Malta eriği, Malta şovalyeleri ve İngilizce dil okullarının
ucuz olması dışında Malta hakkında çoğumuzun pek fikri olmasa
da Akdeniz'de gidilesi bir ada olduğu hissiyatımız ortaktır.
Uçakla 2 saatlik mesafede olmasına rağmen bugüne kadar Türkiye'den çok sık
uçak seferi olmaması, Malta'nın cazibesiyle tanışmamızı geciktirdi.
Ama neyse ki, “Orda bir ada var uzakta. Gitmesek de, bilmesek de ...”
demeyeceğiz artık.
Çünkü Malta Adası artık çok daha yakın!
Sözü fazla uzatmadan, taze taze güzel bir haberi paylaşalım; Malta'ya Mayıs ayı itibariyle çok
daha sık gider olacağız. Uçak seferlerinin artması ve Mika
Tur'un her hafta düzenlediği turlar sayesinde artık bu adaya daha
sık ayak basacağız.
Başka bir deyişle gezginler için Akdeniz'in sırlarını saklayan Malta yükselen trend olacak.
Mika Tur'un daha sık tur düzenlemeye başlaması ve Malta Turizm
Bakanlığı'nın Türk turistler için yaptığı çalışmalar
nedeniyle bir grup gazeteciyle Malta'yı ziyaret ettik.
Hip Atölye'den Nalan Miri Sözer, Star Gazetesi'nden Belma Toprak, Hürriyet Gazetesi'nden Esra
Erdoğan, Milliyet Gazetesi'nden Aydil Durgun, Haber Türk Gazetesi'nden
Nihat Hatipoğlu ile Malta'yı keşfettik.
Doğal güzelliklerini, adeta açık hava müzesi olan tarihi
zenginliğini keşfettik, turizm otoriteleri, tur operatörleri ile
buluşup yemekli sohbetlerde bilgi alışverişinde bulunduk.
Gördüklerimizden, deneyimlediklerimizden Malta'ya gitmek için birçok
cezbedici neden olmasından mütevellit Türkleri buraya yönelteceğinde hemfikir
olduk.
Malta turizm otoritesi Francesca Vincenti “Tükiye'de araştırmalar, anketler yaptıklarını;
Türk ziyaretçilerin beklentilerini ve karakteristik özelliklerini
değerlendirdiklerini anlatıyor.
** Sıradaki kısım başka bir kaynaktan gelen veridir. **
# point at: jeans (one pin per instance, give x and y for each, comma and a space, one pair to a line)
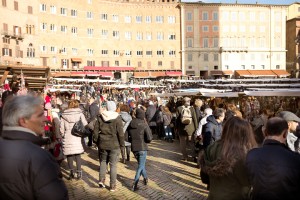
141, 170
111, 157
168, 132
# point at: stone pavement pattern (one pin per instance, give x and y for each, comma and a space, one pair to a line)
169, 178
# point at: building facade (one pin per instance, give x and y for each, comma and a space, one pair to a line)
219, 40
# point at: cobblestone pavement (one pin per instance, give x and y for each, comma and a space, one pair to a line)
169, 178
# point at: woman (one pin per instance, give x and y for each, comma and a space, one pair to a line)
136, 131
224, 161
72, 145
167, 118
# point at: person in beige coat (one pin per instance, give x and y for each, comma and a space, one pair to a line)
72, 145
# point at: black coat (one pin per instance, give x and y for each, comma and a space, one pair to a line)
136, 133
274, 171
26, 170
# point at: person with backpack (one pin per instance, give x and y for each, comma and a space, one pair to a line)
186, 123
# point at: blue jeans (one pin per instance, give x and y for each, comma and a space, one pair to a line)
141, 170
168, 132
111, 157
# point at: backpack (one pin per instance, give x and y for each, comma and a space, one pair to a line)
186, 115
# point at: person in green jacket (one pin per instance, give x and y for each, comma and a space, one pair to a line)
224, 161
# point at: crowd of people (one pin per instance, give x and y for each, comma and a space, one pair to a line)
232, 140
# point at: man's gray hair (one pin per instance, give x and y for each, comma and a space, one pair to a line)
19, 107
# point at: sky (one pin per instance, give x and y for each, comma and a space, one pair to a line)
278, 2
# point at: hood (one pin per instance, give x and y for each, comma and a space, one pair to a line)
69, 114
136, 123
213, 164
212, 119
109, 115
125, 116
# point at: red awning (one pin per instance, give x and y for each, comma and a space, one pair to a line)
174, 73
109, 68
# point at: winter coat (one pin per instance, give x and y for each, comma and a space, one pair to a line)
167, 118
27, 170
136, 132
226, 181
184, 129
71, 144
150, 115
274, 171
108, 132
212, 131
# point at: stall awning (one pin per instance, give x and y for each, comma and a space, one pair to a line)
173, 73
216, 73
76, 60
109, 68
281, 73
141, 74
157, 74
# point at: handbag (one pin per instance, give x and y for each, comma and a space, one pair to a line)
79, 130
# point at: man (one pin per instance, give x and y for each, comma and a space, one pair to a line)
26, 170
109, 136
274, 169
212, 130
292, 139
186, 126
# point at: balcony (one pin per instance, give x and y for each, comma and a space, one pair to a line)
13, 35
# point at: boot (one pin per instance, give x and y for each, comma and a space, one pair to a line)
134, 186
71, 175
79, 175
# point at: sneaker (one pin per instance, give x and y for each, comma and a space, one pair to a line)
101, 184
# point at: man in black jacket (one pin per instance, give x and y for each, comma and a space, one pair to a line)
274, 169
26, 170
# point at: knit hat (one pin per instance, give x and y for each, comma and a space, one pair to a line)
111, 106
139, 113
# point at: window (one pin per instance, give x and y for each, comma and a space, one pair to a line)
190, 57
115, 18
148, 53
205, 28
205, 57
171, 19
189, 28
104, 33
74, 13
53, 9
30, 10
63, 11
160, 36
127, 35
189, 42
103, 17
90, 32
116, 34
90, 52
205, 16
138, 19
216, 57
89, 15
189, 16
139, 53
160, 53
205, 42
43, 7
215, 16
74, 30
148, 19
63, 29
127, 19
159, 19
172, 36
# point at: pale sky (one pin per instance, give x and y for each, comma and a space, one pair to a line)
278, 2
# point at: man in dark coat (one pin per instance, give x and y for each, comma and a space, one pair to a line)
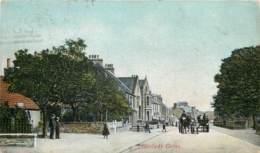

Türkler hakkındaki bilgileri,
taksi şoföründen resepsiyoniste, restoran işletmecilerinden
rehberlere kadar herkesle paylaşıyorlarmış. Amaç, Türkler'i en iyi şekilde ağırlayabilmek...
Bu arada Francesca tanıdığımız ilk Malta'lı kadın olarak belleklerimizde kişiliğiyle de yer etti.
48 yaşında, torun sahibi, başarılı bir iş kadını. Duygusal zekası yüksek, pozitif ve çok güzel bir kadın olmasının yanı sıra sörf, yelken, dağcılık gibi sporları profesyonel yapıyor. Kişisel sohbetimizde anneannesinin Giritli olması ve sörfü sevdiği için yazın Alaçatı'ya gelecek olması aramızda farklı bir bağ oluşturdu.
Francesca dışında yine bir turizm otoritesi Carlo Micallef ve Orange Turizm Grubu'ndan Anna Khomko ile de yemekli toplantılar yaptık. Özetle Malta'lıların Türk turizmi için heyecanına yakından tanık olduk.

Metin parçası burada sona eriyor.